El sorteo en Supervivientes 2026 que ha mandado a cuatro pesos pesados a nominación

El sorteo de Supervivientes 2026 ha hecho lo que ninguna alianza había conseguido en semanas: meter a cuatro pesos pesados en la misma tabla de nominados. Así, sin avisar.

La nueva mecánica, estrenada en la gala del jueves, convierte la estrategia en papel mojado y deja al concurso patas arriba justo cuando empezaba a oler a final. Cuatro favoritos del público han caído de golpe en la lista de nominados y el plató lo sabe.

Lo que pasó exactamente en la gala del jueves

La organización guardaba el cambio para el momento más inesperado. Sandra Barneda lo anunció en directo: a partir de esta semana, una parte de los nominados sale por sorteo entre quienes hayan ganado pruebas de líder en las galas anteriores. Es decir, premian al fuerte mandándolo al paredón. Tela marinera.

El bombo escupió cuatro nombres y los cuatro eran de los que sonaban para final. Según ha podido recoger esta redacción a partir de la información publicada por Lecturas, la mecánica busca compensar el dominio de los concursantes con más fandom y abrir el reality a un giro de guion en pleno tramo decisivo. El público se queda con la última palabra y la cadena con un cliffhanger redondo.

La cara de los nominados en el sobre rojo lo dijo todo: incredulidad, alguna lágrima contenida y un par de miradas a la organización que valían su peso en oro. Y atención que la audiencia respondió en directo: el hashtag escaló a primera tendencia en menos de veinte minutos.

Por qué el sorteo cambia toda la estrategia

Hasta ahora, las carpetas y los pactos marcaban el ritmo de las nominaciones.

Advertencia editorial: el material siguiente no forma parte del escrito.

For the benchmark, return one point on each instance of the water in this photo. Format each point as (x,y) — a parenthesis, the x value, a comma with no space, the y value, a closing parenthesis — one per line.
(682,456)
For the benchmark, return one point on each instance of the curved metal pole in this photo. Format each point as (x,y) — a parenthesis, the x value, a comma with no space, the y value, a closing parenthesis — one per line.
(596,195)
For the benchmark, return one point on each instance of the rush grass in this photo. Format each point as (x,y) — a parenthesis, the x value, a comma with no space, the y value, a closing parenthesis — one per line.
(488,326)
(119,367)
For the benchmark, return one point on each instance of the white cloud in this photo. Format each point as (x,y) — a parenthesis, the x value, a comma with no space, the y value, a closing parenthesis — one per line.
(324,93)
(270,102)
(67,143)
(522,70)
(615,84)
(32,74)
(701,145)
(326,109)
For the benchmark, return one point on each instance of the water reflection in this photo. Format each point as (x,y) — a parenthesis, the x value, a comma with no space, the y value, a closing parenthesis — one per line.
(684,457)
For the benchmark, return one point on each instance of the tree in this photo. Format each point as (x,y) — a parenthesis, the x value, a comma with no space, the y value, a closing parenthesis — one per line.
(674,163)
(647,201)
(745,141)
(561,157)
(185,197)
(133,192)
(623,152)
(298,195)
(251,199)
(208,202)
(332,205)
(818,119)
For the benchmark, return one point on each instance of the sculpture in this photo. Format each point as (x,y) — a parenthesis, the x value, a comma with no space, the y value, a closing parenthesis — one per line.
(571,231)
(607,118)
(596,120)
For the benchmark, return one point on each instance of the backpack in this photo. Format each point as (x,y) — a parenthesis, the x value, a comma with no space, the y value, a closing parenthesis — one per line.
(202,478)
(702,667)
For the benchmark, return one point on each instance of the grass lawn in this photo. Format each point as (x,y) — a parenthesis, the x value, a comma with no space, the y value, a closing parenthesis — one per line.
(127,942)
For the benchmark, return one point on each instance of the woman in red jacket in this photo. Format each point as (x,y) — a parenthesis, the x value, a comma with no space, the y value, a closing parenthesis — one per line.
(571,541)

Tú me salvas, yo te salvo, y si me caes mal te mando a la palapa. Lo de toda la vida. Con la nueva mecánica, ese cálculo se rompe: ganar pruebas ya no protege, te penaliza con papeleta de nominación. Casualidades, las justas.

El equipo del programa lo defiende como una manera de evitar finales cantadas y de devolver el peso del concurso al voto del espectador. Y aquí, ojo, hay lectura editorial: las audiencias del último mes habían empezado a acusar el cansancio de un cuadro de finalistas que se veía venir desde hace tres galas. Algo había que mover.

Los nominados pueden seguir el reglamento completo en la web oficial del programa, donde la cadena ha publicado el detalle de la mecánica revisada para esta edición. La novedad llega con polémica: parte del fandom acusa al sorteo de descafeinar el mérito de quien gana pruebas semana a semana. La otra parte aplaude el giro y celebra que la final no esté escrita ya.

El precedente que nadie quiere recordar y lo que viene

No es la primera vez que un reality estira la mecánica para sacudir la recta final. Recordemos el repesca exprés de Supervivientes 2019, que metió en juego a tres expulsados y descolocó la final entera. O el cambio de equipos de última hora en Gran Hermano VIP 7, que partió alianzas de meses en una sola noche. La industria sabe que cuando el guion se ve venir, la audiencia cambia de canal, y por eso los giros llegan justo cuando el público olfatea aburrimiento.

La diferencia esta vez es de calado: el sorteo penaliza a los que mejor lo están haciendo y eso es polémica casi servida. Si uno de los cuatro nominados cae el martes, hablaremos de injusticia durante semanas. Si se salvan los cuatro, la mecánica saldrá reforzada y veremos repetición segura en la próxima edición. Habrá que ver cómo termina esto, pero la siguiente gala tiene papeleta y morbo asegurado, los dos ingredientes que mandan en este formato. Para empezar la semana, no está nada mal.